Bisatoceras Temporal range: Bashkirian - Missourian PreꞒ Ꞓ O S D C P T J K Pg N

Scientific classification
- Domain: Eukaryota
- Kingdom: Animalia
- Phylum: Mollusca
- Class: Cephalopoda
- Subclass: †Ammonoidea
- Order: †Goniatitida
- Family: †Bisatoceratidae
- Genus: †Bisatoceras Miller and Owen, 1937
- Species: See text

= Bisatoceras =

Extinct genus of molluscs

Bisatoceras is a late Paleozoic (Upper Mississippian - Upper Pennsylvanian) Ammonoidea, a member of the goniatitid family Bisatoceratidae.

Bisatoceras was named by Miller and Owen in 1937 and has a subdiscoidal shell with a very narrow or closed umbilicus. Whorl height exceeds with at maturity, immature growth stages are globular. Growth lines are usually biconvex, forming ventral and lateral sinuses. Two or three lateral constrictions are formed on each whorl during early growth stages but constrictions are absent at full maturity. The ventral lobe of the suture is double pronged with the median saddle exceeding two thirds the height of the lobe itself.

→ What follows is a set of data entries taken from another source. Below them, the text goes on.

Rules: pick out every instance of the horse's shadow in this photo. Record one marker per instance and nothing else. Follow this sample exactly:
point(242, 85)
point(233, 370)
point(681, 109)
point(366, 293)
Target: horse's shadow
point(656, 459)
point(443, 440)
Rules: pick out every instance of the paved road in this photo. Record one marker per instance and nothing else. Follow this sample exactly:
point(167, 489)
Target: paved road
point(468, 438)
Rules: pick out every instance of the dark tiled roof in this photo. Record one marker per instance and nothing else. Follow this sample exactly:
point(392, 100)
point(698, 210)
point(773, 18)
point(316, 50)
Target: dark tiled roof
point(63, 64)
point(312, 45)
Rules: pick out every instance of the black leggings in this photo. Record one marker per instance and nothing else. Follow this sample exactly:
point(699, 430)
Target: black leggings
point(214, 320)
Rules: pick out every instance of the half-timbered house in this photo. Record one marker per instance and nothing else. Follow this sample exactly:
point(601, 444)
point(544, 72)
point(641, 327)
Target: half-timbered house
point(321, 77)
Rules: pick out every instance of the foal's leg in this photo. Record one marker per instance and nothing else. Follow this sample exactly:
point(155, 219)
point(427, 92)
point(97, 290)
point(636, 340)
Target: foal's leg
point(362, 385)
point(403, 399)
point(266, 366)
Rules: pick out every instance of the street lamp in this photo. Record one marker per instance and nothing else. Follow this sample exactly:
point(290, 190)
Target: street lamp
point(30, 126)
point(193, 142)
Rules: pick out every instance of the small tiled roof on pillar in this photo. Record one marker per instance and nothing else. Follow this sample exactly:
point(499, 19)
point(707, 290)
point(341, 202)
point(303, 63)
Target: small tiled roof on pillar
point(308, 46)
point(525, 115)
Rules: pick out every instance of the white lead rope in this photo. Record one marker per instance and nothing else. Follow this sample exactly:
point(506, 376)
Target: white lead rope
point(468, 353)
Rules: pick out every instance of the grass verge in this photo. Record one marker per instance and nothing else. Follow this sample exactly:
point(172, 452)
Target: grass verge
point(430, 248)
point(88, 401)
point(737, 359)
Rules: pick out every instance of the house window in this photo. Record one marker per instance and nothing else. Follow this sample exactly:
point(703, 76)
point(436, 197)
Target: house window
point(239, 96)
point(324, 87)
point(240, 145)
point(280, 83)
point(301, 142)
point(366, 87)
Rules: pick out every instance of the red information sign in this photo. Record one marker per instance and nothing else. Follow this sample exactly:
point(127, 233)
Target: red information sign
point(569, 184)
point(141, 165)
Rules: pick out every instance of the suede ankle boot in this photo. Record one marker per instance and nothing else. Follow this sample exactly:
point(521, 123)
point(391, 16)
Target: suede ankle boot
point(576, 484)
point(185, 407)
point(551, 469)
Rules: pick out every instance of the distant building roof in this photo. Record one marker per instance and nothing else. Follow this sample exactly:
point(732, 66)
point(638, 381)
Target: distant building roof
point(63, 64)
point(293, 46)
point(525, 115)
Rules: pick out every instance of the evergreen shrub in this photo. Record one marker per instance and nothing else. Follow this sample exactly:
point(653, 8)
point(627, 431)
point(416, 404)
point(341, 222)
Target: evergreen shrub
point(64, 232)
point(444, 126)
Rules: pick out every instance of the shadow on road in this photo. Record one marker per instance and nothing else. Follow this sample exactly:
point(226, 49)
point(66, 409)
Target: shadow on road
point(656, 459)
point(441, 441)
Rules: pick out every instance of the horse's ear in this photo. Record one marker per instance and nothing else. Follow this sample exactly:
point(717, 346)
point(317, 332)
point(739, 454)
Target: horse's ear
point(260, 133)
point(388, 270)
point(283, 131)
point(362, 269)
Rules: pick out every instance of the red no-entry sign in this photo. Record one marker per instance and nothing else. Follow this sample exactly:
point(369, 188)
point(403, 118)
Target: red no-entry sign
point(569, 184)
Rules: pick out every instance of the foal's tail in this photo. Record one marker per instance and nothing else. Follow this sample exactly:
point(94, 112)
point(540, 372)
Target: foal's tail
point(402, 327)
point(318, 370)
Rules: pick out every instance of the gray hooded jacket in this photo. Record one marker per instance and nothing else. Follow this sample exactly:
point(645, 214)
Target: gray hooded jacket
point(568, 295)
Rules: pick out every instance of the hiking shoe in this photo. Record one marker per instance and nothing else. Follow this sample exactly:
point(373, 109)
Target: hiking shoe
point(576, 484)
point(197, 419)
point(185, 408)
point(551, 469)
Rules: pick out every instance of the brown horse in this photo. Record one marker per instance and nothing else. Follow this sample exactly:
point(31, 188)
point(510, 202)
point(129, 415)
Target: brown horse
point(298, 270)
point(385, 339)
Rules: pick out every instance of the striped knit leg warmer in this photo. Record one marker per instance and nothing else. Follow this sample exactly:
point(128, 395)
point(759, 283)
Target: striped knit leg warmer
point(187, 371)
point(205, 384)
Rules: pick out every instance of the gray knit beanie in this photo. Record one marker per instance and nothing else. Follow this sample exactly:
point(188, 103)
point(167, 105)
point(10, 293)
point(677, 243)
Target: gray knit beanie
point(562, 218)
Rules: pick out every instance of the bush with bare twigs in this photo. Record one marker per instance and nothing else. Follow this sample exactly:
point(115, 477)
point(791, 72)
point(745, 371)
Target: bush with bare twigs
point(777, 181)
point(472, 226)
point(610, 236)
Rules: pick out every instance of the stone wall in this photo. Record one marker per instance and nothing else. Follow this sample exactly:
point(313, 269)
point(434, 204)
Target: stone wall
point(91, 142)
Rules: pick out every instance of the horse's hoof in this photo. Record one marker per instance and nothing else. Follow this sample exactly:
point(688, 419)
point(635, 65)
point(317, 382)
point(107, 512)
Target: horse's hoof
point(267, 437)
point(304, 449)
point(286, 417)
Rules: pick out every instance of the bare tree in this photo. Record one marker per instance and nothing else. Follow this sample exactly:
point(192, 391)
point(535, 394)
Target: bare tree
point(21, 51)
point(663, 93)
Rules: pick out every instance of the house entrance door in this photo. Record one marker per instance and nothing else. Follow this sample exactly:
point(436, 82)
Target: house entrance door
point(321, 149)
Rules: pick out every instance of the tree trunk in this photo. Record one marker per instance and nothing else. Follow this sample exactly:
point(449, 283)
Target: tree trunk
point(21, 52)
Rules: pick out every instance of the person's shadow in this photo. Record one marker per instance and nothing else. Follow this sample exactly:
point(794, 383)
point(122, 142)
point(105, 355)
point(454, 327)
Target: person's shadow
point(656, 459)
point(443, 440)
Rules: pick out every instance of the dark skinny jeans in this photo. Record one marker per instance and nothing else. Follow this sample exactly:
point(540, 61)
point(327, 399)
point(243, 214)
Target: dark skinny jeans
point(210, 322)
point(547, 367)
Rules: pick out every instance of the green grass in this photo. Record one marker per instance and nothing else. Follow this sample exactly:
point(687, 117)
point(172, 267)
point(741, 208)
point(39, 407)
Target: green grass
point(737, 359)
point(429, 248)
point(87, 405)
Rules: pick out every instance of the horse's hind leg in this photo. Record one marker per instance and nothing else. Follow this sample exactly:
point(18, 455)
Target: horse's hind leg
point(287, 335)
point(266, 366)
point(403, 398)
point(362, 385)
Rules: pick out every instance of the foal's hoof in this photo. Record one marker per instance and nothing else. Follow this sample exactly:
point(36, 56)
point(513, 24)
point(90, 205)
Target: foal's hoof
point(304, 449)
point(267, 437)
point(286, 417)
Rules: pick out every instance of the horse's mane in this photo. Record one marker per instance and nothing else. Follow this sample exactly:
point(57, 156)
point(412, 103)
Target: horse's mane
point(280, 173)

Pseudobisatoceras, named by Maksimova, 1940, is like Bisatoceras but is distinct in having spiral ornamentation. Its temporal range coincides with the early part of that of Bisatoceras.

Miller et al considered Pseudobisatoceras a synonym for Bisatoceras which was included in the family Goniatitidae and subfamily Bisatoceratinae.